Abstract
We applied 13C magnetic resonance spectroscopy (MRS), a nonradioactive, noninvasive brain imaging technique, to quantify the oxidation of [1-13C] acetate in a conventional clinical magnetic resonance imaging (MRI) scanner in five consecutive elderly subjects at various clinical stages of Alzheimer’s disease (AD) progression. [1-13C] acetate entered the brain and was metabolized to [5-13C] glutamate and glutamine, as well as [1-13C] glutamate and glutamine, and the final glial oxidation product, 13C bicarbonate, at a linear rate. Calculation of the initial slope was similar in a single subject, examined twice, 1 month apart (test-re-test 8%). Mean rate of cerebral bicarbonate production in this elderly group was 0.040 ± 0.01 (n = 5).
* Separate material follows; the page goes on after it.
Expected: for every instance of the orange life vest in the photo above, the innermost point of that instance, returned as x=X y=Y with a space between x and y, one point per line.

Assuming that the rate of conversion of acetate to bicarbonate is a reflection of glial metabolic rate and that glial metabolic rate is a surrogate marker for ‘neuroinflammation’, our preliminary results suggest that [1-13C] MRS may provide biomarkers for diseases, believed to involve microglia and other cells of the astrocyte series. Among these is AD, for which novel drugs which ameliorate the damaging effects of neuroinflammation before symptoms of dementia appear, are in advanced development. The value of 13C MRS as an early, noninvasive biomarker may lie in the conduct of cost-effective clinical trials.
Introduction
In Alzheimer’s disease (AD), incidence and prevalence increase with age. AD is the sixth leading cause of death in the US, and there are no effective therapies for the disease. Development of disease-modifying treatments for AD has been both expensive and unsuccessful to date. A shortcoming of current largely neuronal biomarkers, magnetic resonance imaging (MRI), amyloid imaging, and cerebrospinal fluid biomarkers, is the absence of an accepted biomarker for glial activation.Citation1,Citation2 Neuroinflammation, also termed glial activation, has long been implicated in the pathology of AD.Citation3 Recent research has shown that there are early pathological changes in the brains of persons with predementia memory decline, which can even be detected in asymptomatic individuals who may eventually develop AD.Citation4,Citation5 This phenomenon occurs early in the course of AD possibly before the more extensive neuron damage monitored by clinical tests. Most AD clinical trials depend on measures of rates of change in highly variable and insensitive clinical and cognitive measures. Therefore, there is an urgent need for appropriate biomarkers that can serve as outcome endpoints to detect progression of disease.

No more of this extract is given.